PARSA Ticket ANyou Sanctioned for Campaign Violations
PARSA electoral ticket ANyou has received electoral penalties for multiple potential offences, with a candidate temporarily suspended from campaigning and two Facebook posts ordered to be altered, Observer understands. PARSA Returning Officer Ian Walker took action yesterday after a complaint was made earlier this week by a rival candidate. Observer can confirm that money was offered in the form of ‘red packets’ in an attempt to obtain votes.
Complaint alleges money given to voters
Education Officer candidate Aries Meng, from the ANyou ticket, has been temporarily suspended from campaigning, sources confirm. While it is unknown why exactly this suspension has been put in place, Observer can confirm that a complaint was made to the Returning Officer including allegations that Meng attempted to bribe voters.
Money was offered in an attempt to procure votes for Meng, Observer can confirm, but it remains unclear how much, from whom, or whether Meng was directly involved. “Once you’ve voted for Aries take a screenshot and I’ll send you a red packet,” reads a translated message sent on WeChat, a Chinese-language social media application. ‘Red packets’ allow users to transfer virtual credits to others, which can be withdrawn as real money from the app. The items are traditional gifts in Chinese culture, generally only amounting to a few cents each. Any financial gift in exchange for votes violates PARSA’s electoral regulations.
The complaint submitted to the Returning Officer alleges that the bribe was offered by an employee of the company NewStar. The NewStar employee whose involvement is alleged is understood to be a former ANU student.

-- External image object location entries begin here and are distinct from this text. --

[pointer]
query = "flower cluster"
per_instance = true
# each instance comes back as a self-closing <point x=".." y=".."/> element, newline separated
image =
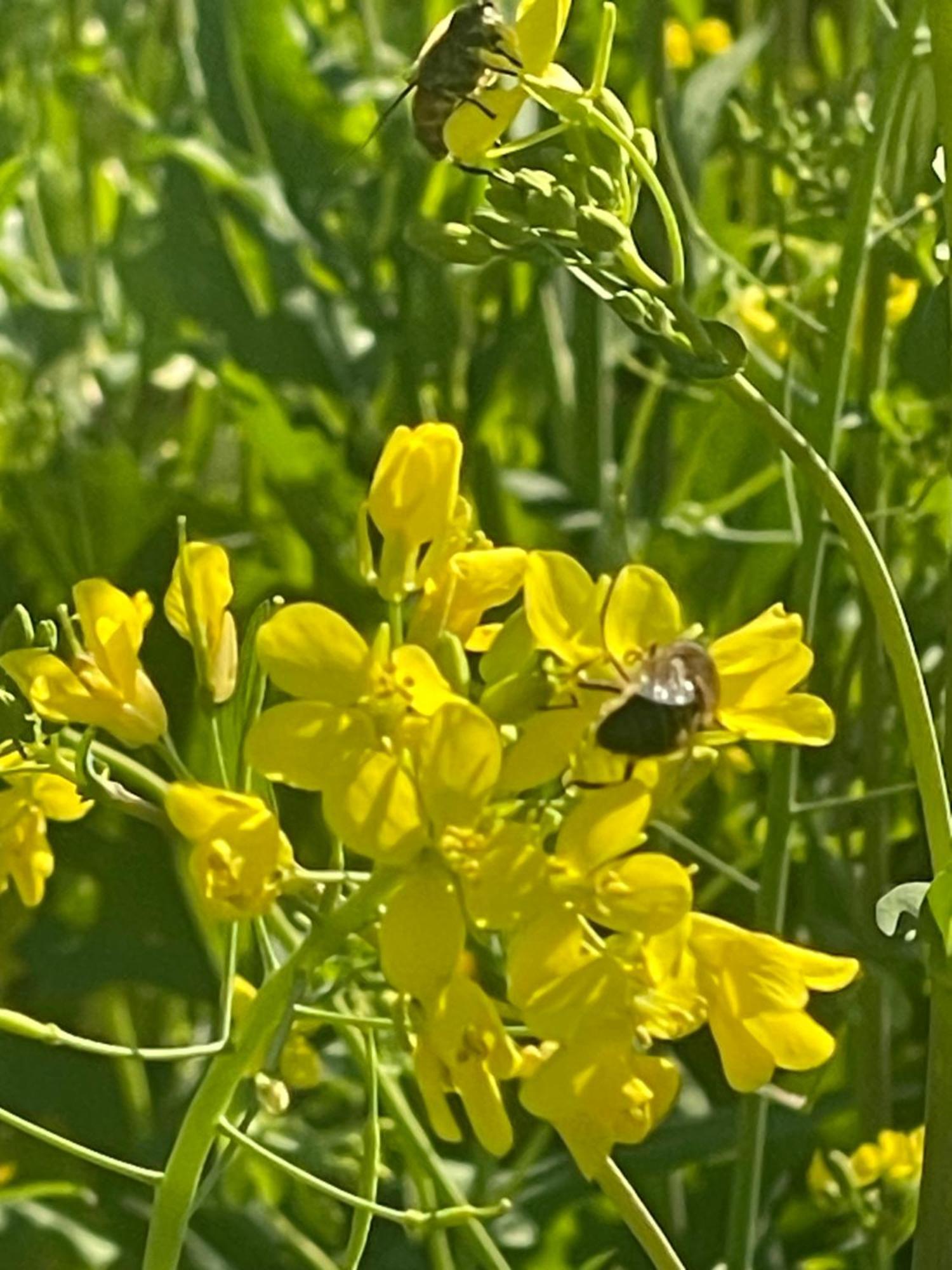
<point x="502" y="745"/>
<point x="876" y="1187"/>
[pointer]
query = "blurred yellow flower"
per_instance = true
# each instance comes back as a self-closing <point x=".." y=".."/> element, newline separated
<point x="758" y="667"/>
<point x="239" y="857"/>
<point x="461" y="1046"/>
<point x="102" y="685"/>
<point x="757" y="989"/>
<point x="538" y="34"/>
<point x="32" y="799"/>
<point x="413" y="498"/>
<point x="711" y="36"/>
<point x="678" y="46"/>
<point x="600" y="1090"/>
<point x="903" y="294"/>
<point x="197" y="606"/>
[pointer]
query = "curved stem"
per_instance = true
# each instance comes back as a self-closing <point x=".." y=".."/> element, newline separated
<point x="200" y="1128"/>
<point x="124" y="1168"/>
<point x="885" y="604"/>
<point x="648" y="175"/>
<point x="634" y="1212"/>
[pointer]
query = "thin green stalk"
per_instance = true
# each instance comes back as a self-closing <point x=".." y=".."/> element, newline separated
<point x="934" y="1245"/>
<point x="633" y="1211"/>
<point x="152" y="1177"/>
<point x="873" y="1032"/>
<point x="934" y="1248"/>
<point x="412" y="1219"/>
<point x="417" y="1140"/>
<point x="200" y="1128"/>
<point x="885" y="604"/>
<point x="370" y="1164"/>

The Clubs Council has previously warned clubs against running events with NewStar. “We are concerned that the company does not have students’ best interests at heart and is targeting some of the more vulnerable students among us,” said Naomi Peck, International CC branch officer, earlier this year.
Under PARSA’s electoral regulations, it is an offence “to offer or provide gifts, bribes, money, food, drink or any other enticement to any person to influence the person to exercise their vote in favour of the candidate.” It also is an offence for “a person who is not an eligible voter to campaign on behalf of a candidate or ticket during an election”
The PARSA Returning Officer, Ian Walker, said that investigations were ongoing into the matter and he could not confirm a final decision. Paul Taylor, Presidential candidate for ANyou, confirmed that the Returning Officer was yet to inform him of the outcome of the complaint.
These events are reminiscent of a matter at Sydney University during their Board elections earlier this year. Honi Soit reported that Zhixian Wang was excluded from and then reinstated to the election after sending a red packet worth $2 to a group on WeChat. The current case differs in that red packets are usually sent on a group chat in exchange for someone advertising a message, whereas in this case they appear to have been sent individually.
Aries Meng did not respond to requests for comment.
ANyou misleadingly claimed PARSA spent one million dollars on events
The ticket claimed around one million dollars, or 74% of the PARSA budget, is spent on social activities, a funding arrangement the ticket questioned. The primary source for this claim was the Association’s SSAF bid, and the largest portion (59%) came from a budget line item of “supporting the administration of a club whose members are students”. This funding does not go directly to events – much is used on payment to staff, administration and other resources.
The Returning Officer said that “the information, especially in relation to what was labelled ‘social’ and ‘administrative’, was misleading”. ANyou “had not taken proper account of the nature of filing SSAF reports and of the consistent and appropriate oversight and administration of funding allocations by the University and the PARSA Office”.
The statement has since been removed from ANyou’s Facebook Page and website. ANyou Presidential candidate Paul Taylor said the ticket “in good spirit” had “hidden that post until we agree an appropriate rewording and get agreement from the whole team before reposting it with comment which we intend to do this week.”
ANyou had to amend their team video after a candidate was late with their nomination
The ticket planned to nominate a student for Indigenous Australian Officer, and had already created promotional material including them before the nomination was rejected on Friday for late submission. As a result, a promotional video naming her as the nominee for the position was taken down and amended. “We updated our social media and website to reflect that [the student] is our Indigenous Australian spokesperson, and not a candidate, so the postgraduate community would not be confused,” said Taylor.
The Returning Officer noted that “ANyou has corrected the placing of its Indigenous Australian spokesperson, [the student], among its list of nominated candidates for election, which gave the impression that [the student] was a candidate for the position of Indigenous Australian Officer”.
Valerie Ng contributed to this report.